Anatomy and Biomechanics

This is structurally a modified ovoid joint but functionally it is a modified sellar. The reason for this is that the joint is essentially two joints in one. The superior surface of the calcaneus is concave anteriorly while posteriorly it is convex. As both surfaces have to move simultaneously, it means that they effectively form a concavoconvex or sellar surface. Consequently this joint has only one degree of freedom, inversion and eversion. During inversion, the anterior surface being concave moves with the osteokinematic that is medially while the posterior surface moves in the opposite direction, that is laterally.

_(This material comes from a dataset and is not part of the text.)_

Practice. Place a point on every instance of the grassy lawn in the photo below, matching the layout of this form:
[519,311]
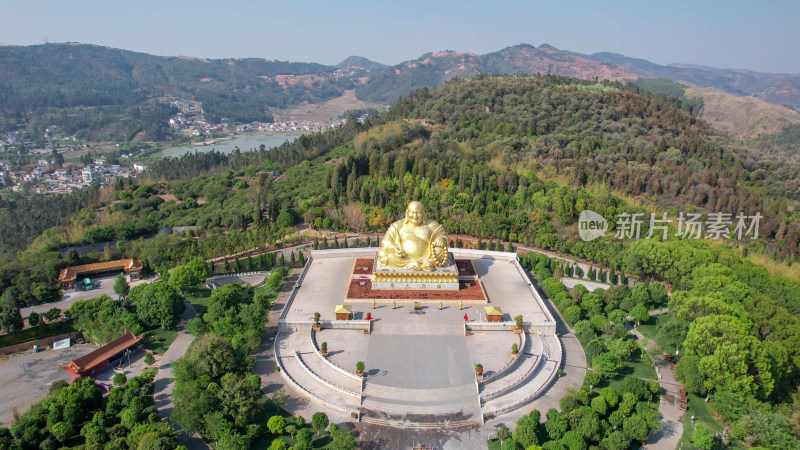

The collateral ligaments of the ankle, small talocalcaneal ligaments and the two bands of the interosseus ligament afford stability of the joint particularly the posterior.

Examination Findings

Inversion subluxations are characterized by a loss of passive physiological eversion, especially the roll laterally at the end of the movement. The end feel is jammed (i.e. abrupt and hard). The arthrokinematic of posterior talar gliding is also jammed. Eversion subluxations are recognized by limited physiological inversion and anterior talar gliding, again both with a pathomechanical end feel. Either subluxation may occur at the anterior or posterior joint surface with the anterior perhaps being more common. To determine which joint surface is affected, medial and lateral glides are performed across the joint. The posterior calcaneus presents a convex surface to the talus so if this surface is glided laterally, it tests the medial osteokinematic that is inversion and if glided medially, eversion. The anterior joint surface of the calcaneus is concave so the arthrokinematic and osteokinematic are in the same direction. Consequently, a medial glide tests inversion and a lateral eversion.

Technique

Eversion Manipulation (Inversion Subluxation)
The patient lies on their side with the medial border of the affected foot upwards. The therapist sits on the bed with his or her back towards the patient. The foot is held so that the thumbs are positioned over the lateral aspect of the calcaneus over either the anterior (sustentaculum tali) or posterior (inferior to the medial talar tubercle) joint line depending on which is dysfunctional.

The adjacent figures show the thumb positions for an eversion manipulation (inversion subluxation) with the thumbs positioned on the sustentaculum tali.

The foot is lifted into eversion and then flicked downwards into eversion with pressure being applied by the thumbs at the end of the flick. This is an osteokinematic manipulation so the direction of the manipulation is always lateral regardless of whether the anterior or posterior joint is involved.

Inversion Manipulation (Eversion Subluxation)
To manipulate to gain inversion (an eversion subluxation), the patient lays so that the lateral border of the foot is uppermost. The therapist takes up the same position but now with the other leg. The thumbs are placed over the lateral border of the calcaneus. The posterior joint is found as the area just posterior and inferior to the lateral malleolus and the anterior being just posterior to the cuboid and just below and anterior to the malleolus. Again this is an osteokinematic manipulation so the thrust is always downwards that is into inversion.